"
"Monsieur," she said, with a very captivating air of reproach, "have I
not told you that I shall walk in the gardens of the Tuileries to-morrow
afternoon?"
And she glided away, leaving behind her the most delighted and conceited
young man, at that moment, in France.
CHAPTER III.
THE STRANGE REQUEST OF MLLE. D'ARENCY
I was disappointed in the interview that I had with Mlle. d'Arency in
the gardens of the Tuileries, the next day. I saw her for only a few
minutes, and then within sight of other of Catherine's ladies. Although
I lost nothing of the ground I had taken, neither did I gain anything
further.
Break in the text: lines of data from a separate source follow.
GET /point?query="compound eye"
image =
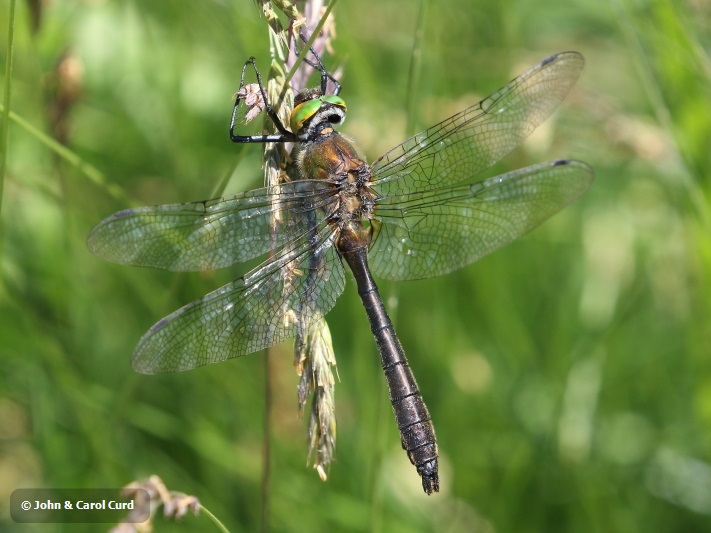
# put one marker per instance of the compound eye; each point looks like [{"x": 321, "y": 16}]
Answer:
[
  {"x": 303, "y": 112},
  {"x": 335, "y": 100}
]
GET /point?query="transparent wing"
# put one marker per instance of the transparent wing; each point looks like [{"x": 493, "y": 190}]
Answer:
[
  {"x": 476, "y": 138},
  {"x": 430, "y": 233},
  {"x": 210, "y": 234},
  {"x": 270, "y": 304}
]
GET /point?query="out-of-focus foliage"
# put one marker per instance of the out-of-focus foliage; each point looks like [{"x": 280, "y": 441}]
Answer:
[{"x": 568, "y": 375}]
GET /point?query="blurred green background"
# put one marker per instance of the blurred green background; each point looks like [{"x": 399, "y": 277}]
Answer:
[{"x": 568, "y": 375}]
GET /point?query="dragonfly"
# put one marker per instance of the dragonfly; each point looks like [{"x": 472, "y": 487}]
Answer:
[{"x": 414, "y": 213}]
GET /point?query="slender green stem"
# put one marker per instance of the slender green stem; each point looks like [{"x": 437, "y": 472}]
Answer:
[
  {"x": 305, "y": 50},
  {"x": 6, "y": 98},
  {"x": 214, "y": 519}
]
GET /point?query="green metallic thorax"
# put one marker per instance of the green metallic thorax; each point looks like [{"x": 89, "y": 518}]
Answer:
[{"x": 333, "y": 158}]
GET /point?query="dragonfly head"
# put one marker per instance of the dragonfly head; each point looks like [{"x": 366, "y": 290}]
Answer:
[{"x": 313, "y": 111}]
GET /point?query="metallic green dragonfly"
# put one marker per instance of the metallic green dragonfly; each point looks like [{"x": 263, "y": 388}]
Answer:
[{"x": 409, "y": 215}]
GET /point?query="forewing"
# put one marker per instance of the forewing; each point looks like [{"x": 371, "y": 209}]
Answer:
[
  {"x": 431, "y": 233},
  {"x": 272, "y": 303},
  {"x": 210, "y": 234},
  {"x": 476, "y": 138}
]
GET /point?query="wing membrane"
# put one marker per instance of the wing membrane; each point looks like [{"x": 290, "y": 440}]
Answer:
[
  {"x": 430, "y": 233},
  {"x": 476, "y": 138},
  {"x": 272, "y": 303},
  {"x": 210, "y": 234}
]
Afterward, at court receptions and _fetes_, and, sometimes, in
the palace galleries, when she was off duty, I contrived to meet her.
She neither gave me opportunities nor avoided me. All the progress that
I made was in the measure of my infatuation for her. When I begged for a
meeting at which we might not be surrounded by half the court, she
smiled, and found some reason to prevent any such interview in the near
future. So, if I had carried things very far at our first meeting in the
Louvre, I now paid for my exceptional fortune by my inability to carry
them a step further.
Thus matters went for several days, during which the assertion of De
Rilly was proven true,--that my duties as a member of the French Guards
would leave me some time for pleasure.